El golpe de calor que recibí al entrar fue suficiente para desorientarme. Afuera hacia demasiado frío, nevaba, y dentro las personas cantaban, bailaban y reían con ropas ligeras y pieles sudadas.
El olor también era sofocante hasta el punto de hacerme crispar la nariz y respirar por la boca.
La sensación de que era una mala idea no desapareció y solo basto para alguien entre sin mirar y me golpeé desde atrás para comprender que no debería haberme metido allí en primer lugar.
El golpe me hizo trastabillar sobre los escalones hacia el sector de baile y empujé varias parejas que se quejaron por mi interrupción.
El aroma a sudor, el alcohol, opio y tabaco eran peores entre los bailarines. Contuve las arcadas pidiendo disculpas como podía y me alejé.

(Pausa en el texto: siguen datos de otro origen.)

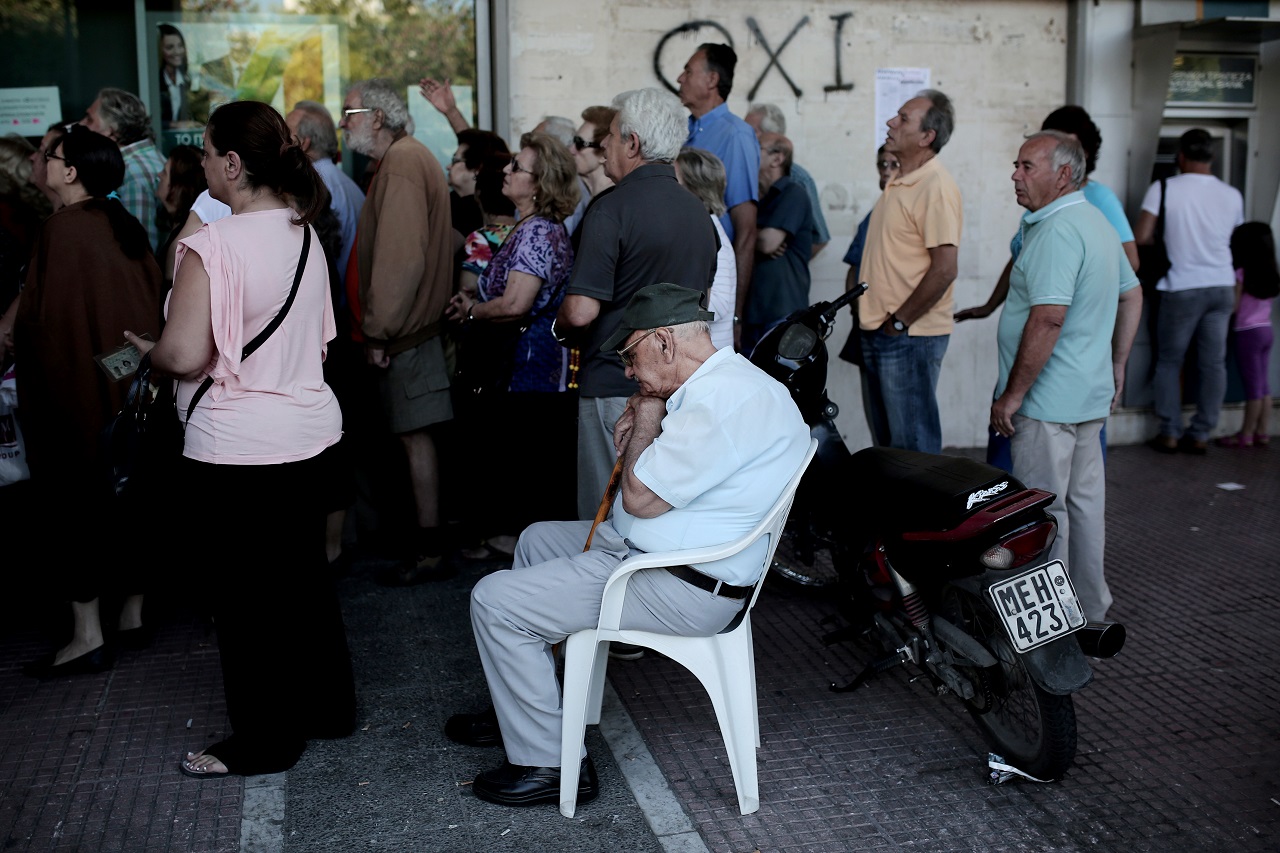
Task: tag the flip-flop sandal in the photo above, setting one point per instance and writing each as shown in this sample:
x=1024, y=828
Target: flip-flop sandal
x=410, y=574
x=202, y=774
x=485, y=552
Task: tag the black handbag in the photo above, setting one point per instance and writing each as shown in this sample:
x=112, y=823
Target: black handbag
x=1153, y=259
x=487, y=355
x=487, y=351
x=141, y=443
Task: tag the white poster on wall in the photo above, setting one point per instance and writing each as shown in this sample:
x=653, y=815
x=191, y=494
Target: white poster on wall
x=30, y=110
x=894, y=87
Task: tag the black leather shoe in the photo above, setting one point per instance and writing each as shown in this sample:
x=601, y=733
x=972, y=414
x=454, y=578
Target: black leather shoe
x=474, y=729
x=515, y=785
x=87, y=664
x=1188, y=445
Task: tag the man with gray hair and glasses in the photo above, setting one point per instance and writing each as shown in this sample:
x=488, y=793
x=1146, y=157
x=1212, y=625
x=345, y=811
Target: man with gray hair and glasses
x=403, y=261
x=1064, y=337
x=707, y=443
x=122, y=118
x=648, y=229
x=909, y=265
x=768, y=118
x=312, y=124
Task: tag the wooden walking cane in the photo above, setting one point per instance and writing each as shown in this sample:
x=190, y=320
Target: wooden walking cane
x=611, y=491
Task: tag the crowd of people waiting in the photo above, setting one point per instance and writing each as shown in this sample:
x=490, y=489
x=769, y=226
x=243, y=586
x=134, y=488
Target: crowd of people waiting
x=435, y=346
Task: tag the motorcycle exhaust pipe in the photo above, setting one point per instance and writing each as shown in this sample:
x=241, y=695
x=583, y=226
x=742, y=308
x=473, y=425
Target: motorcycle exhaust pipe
x=1101, y=639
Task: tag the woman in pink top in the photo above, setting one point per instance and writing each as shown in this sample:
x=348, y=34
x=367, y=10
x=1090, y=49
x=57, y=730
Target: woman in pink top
x=1257, y=283
x=260, y=445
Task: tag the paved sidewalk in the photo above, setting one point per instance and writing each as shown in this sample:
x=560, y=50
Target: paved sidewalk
x=1179, y=735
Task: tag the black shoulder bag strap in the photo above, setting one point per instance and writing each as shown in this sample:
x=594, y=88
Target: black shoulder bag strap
x=270, y=327
x=1160, y=218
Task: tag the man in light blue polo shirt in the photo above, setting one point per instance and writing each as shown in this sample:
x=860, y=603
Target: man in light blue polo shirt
x=1064, y=337
x=707, y=446
x=704, y=86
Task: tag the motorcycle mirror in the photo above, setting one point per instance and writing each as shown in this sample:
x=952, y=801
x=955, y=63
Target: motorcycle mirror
x=798, y=342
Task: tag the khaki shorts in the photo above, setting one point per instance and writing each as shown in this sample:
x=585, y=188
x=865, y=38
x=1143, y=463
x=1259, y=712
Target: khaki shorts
x=415, y=388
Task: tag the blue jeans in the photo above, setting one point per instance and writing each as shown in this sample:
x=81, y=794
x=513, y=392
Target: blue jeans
x=901, y=388
x=1202, y=314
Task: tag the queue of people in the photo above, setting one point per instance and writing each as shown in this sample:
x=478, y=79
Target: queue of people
x=524, y=325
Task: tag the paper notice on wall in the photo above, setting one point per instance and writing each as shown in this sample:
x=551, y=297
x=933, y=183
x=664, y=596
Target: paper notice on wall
x=28, y=112
x=430, y=127
x=894, y=87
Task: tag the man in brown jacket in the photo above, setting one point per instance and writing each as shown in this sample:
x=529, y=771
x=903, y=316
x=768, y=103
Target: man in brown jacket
x=403, y=259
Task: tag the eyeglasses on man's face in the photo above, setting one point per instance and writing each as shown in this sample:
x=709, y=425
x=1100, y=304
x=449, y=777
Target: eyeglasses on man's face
x=625, y=352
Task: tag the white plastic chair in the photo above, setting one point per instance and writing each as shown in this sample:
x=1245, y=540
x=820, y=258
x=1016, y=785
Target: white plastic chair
x=725, y=662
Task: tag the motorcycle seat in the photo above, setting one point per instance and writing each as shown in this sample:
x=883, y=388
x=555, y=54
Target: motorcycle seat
x=905, y=491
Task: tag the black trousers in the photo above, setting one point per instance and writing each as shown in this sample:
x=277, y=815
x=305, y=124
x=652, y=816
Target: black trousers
x=260, y=556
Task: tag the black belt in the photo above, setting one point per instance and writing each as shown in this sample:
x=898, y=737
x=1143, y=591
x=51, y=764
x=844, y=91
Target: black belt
x=704, y=582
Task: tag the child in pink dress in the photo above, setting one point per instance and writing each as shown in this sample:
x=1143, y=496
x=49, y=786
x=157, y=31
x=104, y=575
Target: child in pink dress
x=1257, y=282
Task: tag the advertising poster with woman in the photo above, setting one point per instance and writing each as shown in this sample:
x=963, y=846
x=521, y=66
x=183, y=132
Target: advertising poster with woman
x=199, y=63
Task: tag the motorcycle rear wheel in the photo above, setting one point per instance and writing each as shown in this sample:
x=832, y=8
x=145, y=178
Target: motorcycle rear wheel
x=1029, y=728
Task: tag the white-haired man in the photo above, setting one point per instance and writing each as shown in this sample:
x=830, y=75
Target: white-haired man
x=768, y=118
x=707, y=446
x=405, y=263
x=1064, y=338
x=120, y=117
x=312, y=124
x=648, y=229
x=909, y=265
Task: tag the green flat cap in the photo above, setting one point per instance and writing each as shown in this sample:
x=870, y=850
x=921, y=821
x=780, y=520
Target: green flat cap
x=658, y=305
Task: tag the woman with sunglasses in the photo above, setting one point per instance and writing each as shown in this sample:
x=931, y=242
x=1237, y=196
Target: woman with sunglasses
x=91, y=277
x=528, y=418
x=589, y=158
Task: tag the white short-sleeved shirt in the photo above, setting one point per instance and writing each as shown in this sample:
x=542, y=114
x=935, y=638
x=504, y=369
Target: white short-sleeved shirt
x=274, y=406
x=1201, y=213
x=731, y=441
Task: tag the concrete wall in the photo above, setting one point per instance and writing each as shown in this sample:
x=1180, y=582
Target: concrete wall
x=1004, y=64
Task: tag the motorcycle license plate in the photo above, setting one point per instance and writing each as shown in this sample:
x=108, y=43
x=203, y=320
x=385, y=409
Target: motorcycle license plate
x=1038, y=606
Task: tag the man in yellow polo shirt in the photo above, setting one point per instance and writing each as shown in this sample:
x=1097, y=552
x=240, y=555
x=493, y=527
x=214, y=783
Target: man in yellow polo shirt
x=909, y=265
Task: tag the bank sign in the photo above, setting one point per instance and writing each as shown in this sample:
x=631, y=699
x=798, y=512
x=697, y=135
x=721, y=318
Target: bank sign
x=1207, y=80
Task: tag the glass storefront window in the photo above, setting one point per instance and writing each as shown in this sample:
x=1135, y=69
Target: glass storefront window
x=184, y=56
x=204, y=53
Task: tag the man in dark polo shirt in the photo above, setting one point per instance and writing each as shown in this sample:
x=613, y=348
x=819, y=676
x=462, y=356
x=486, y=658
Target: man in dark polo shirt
x=784, y=243
x=648, y=229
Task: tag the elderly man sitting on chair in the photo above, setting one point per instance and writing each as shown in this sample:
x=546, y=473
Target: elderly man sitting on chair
x=705, y=447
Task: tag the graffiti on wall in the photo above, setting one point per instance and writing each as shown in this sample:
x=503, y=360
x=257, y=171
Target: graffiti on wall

Tenía que volver, ese no era un lugar para que vaya sola y vestida de manera tan llamativa.
Tragué saliva con el corazón acelerado, mis zapatos hacían un roce áspero contra la sucia madera del suelo y casi caigo varias veces.
Alguien me grito algo cuando lo empuje sin querer, pero no comprendí el idioma en que me hablaban, una mujer me chilló una grosería y la ignoré sin saber cómo responder sin dejar mi cena en el suelo.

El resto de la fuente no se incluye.